Robust Control of Uncertain Dynamic Systems
Title | Robust Control of Uncertain Dynamic Systems PDF eBook |
Author | Rama K. Yedavalli |
Publisher | Springer Science & Business Media |
Pages | 217 |
Release | 2013-12-05 |
Genre | Technology & Engineering |
ISBN | 1461491320 |
This textbook aims to provide a clear understanding of the various tools of analysis and design for robust stability and performance of uncertain dynamic systems. In model-based control design and analysis, mathematical models can never completely represent the “real world” system that is being modeled, and thus it is imperative to incorporate and accommodate a level of uncertainty into the models. This book directly addresses these issues from a deterministic uncertainty viewpoint and focuses on the interval parameter characterization of uncertain systems. Various tools of analysis and design are presented in a consolidated manner. This volume fills a current gap in published works by explicitly addressing the subject of control of dynamic systems from linear state space framework, namely using a time-domain, matrix-theory based approach. This book also: Presents and formulates the robustness problem in a linear state space model framework. Illustrates various systems level methodologies with examples and applications drawn from aerospace, electrical and mechanical engineering. Provides connections between lyapunov-based matrix approach and the transfer function based polynomial approaches. Robust Control of Uncertain Dynamic Systems: A Linear State Space Approach is an ideal book for first year graduate students taking a course in robust control in aerospace, mechanical, or electrical engineering.
Applied Nonlinear Control
Title | Applied Nonlinear Control PDF eBook |
Author | Jean-Jacques E. Slotine |
Publisher | |
Pages | 461 |
Release | 1991 |
Genre | Automatic control |
ISBN | 9780130400499 |
In this work, the authors present a global perspective on the methods available for analysis and design of non-linear control systems and detail specific applications. They provide a tutorial exposition of the major non-linear systems analysis techniques followed by a discussion of available non-linear design methods.

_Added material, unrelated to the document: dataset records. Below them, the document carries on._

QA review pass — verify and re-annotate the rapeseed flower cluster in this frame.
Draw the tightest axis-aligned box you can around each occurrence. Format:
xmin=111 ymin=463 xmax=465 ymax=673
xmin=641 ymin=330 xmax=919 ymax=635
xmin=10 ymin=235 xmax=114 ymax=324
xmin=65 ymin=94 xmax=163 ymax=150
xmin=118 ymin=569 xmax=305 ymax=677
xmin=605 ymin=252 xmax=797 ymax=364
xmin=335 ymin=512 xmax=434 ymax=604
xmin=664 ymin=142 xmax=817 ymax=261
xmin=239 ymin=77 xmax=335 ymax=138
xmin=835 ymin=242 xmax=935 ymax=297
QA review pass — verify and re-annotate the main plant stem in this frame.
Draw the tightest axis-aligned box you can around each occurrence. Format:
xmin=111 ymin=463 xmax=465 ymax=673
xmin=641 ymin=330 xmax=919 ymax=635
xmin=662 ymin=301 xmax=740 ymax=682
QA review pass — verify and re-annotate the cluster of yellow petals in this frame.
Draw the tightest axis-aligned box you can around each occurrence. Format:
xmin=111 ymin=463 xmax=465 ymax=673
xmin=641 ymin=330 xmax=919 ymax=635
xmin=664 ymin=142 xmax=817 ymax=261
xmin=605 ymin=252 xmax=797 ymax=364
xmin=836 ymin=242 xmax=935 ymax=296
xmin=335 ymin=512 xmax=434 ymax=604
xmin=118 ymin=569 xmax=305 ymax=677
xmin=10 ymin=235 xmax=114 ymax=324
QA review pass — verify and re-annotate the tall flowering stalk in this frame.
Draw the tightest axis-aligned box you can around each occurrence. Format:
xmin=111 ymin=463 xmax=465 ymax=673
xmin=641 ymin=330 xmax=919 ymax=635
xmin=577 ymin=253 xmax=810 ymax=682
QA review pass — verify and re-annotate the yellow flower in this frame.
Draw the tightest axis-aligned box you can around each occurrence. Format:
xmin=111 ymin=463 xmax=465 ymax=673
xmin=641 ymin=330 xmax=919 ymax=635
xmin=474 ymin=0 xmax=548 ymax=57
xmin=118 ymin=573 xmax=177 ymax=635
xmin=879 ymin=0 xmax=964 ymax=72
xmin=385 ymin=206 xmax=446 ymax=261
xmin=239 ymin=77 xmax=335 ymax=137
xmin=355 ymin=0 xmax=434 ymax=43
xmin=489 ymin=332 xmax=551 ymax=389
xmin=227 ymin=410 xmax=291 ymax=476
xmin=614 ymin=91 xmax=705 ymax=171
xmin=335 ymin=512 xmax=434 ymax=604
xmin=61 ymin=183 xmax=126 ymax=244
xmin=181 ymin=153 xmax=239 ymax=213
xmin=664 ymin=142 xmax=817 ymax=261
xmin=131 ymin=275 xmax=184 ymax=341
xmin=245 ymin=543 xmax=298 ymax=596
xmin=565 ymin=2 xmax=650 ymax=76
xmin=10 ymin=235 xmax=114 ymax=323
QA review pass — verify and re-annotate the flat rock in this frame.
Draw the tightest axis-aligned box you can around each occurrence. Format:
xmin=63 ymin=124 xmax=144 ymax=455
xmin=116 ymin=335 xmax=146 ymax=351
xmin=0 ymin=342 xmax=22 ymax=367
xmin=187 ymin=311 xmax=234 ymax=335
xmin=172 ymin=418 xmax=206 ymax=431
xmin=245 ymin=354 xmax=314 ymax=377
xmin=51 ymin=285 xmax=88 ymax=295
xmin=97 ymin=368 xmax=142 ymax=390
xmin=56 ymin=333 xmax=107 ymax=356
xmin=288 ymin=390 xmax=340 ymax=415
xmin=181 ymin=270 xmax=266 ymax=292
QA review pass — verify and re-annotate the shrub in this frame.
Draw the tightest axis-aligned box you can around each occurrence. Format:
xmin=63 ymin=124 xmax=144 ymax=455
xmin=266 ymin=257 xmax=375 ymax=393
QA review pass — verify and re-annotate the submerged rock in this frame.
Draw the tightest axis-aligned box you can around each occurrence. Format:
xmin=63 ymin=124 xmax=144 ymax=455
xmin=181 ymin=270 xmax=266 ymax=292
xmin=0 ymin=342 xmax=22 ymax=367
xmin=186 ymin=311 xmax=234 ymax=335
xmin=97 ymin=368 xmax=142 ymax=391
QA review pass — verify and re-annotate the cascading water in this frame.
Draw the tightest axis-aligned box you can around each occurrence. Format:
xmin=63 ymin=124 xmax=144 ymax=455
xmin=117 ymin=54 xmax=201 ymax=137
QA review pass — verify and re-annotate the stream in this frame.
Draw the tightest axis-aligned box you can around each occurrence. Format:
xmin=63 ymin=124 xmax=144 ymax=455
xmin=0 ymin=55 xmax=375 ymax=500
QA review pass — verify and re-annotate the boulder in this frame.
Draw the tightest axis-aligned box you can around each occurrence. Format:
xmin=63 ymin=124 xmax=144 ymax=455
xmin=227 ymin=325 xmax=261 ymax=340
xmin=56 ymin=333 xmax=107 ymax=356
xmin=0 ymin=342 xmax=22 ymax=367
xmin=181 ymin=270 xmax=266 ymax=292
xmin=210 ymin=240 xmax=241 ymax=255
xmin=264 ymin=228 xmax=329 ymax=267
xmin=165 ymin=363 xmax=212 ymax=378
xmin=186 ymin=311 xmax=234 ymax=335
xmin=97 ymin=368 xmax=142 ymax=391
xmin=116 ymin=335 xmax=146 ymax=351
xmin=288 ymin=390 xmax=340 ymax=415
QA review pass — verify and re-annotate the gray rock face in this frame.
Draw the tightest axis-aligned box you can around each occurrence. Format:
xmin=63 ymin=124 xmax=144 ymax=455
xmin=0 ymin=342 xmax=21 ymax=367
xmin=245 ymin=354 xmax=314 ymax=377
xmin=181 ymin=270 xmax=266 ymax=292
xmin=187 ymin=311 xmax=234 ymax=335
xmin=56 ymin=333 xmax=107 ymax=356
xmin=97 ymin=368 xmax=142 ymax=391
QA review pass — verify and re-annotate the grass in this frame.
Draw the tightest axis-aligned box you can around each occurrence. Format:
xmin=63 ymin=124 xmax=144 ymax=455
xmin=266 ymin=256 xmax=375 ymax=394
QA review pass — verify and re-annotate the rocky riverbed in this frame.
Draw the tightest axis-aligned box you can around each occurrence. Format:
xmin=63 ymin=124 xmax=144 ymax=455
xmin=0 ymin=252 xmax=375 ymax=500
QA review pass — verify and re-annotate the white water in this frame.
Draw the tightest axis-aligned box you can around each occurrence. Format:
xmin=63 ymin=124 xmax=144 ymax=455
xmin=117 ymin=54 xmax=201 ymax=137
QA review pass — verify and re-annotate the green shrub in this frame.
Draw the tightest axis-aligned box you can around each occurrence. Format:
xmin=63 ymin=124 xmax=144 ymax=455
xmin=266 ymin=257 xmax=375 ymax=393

Deterministic Learning Theory for Identification, Recognition, and Control
Title | Deterministic Learning Theory for Identification, Recognition, and Control PDF eBook |
Author | Cong Wang |
Publisher | CRC Press |
Pages | 207 |
Release | 2018-10-03 |
Genre | Technology & Engineering |
ISBN | 1420007769 |
Deterministic Learning Theory for Identification, Recognition, and Control presents a unified conceptual framework for knowledge acquisition, representation, and knowledge utilization in uncertain dynamic environments. It provides systematic design approaches for identification, recognition, and control of linear uncertain systems. Unlike many books currently available that focus on statistical principles, this book stresses learning through closed-loop neural control, effective representation and recognition of temporal patterns in a deterministic way. A Deterministic View of Learning in Dynamic Environments The authors begin with an introduction to the concepts of deterministic learning theory, followed by a discussion of the persistent excitation property of RBF networks. They describe the elements of deterministic learning, and address dynamical pattern recognition and pattern-based control processes. The results are applicable to areas such as detection and isolation of oscillation faults, ECG/EEG pattern recognition, robot learning and control, and security analysis and control of power systems. A New Model of Information Processing This book elucidates a learning theory which is developed using concepts and tools from the discipline of systems and control. Fundamental knowledge about system dynamics is obtained from dynamical processes, and is then utilized to achieve rapid recognition of dynamical patterns and pattern-based closed-loop control via the so-called internal and dynamical matching of system dynamics. This actually represents a new model of information processing, i.e. a model of dynamical parallel distributed processing (DPDP).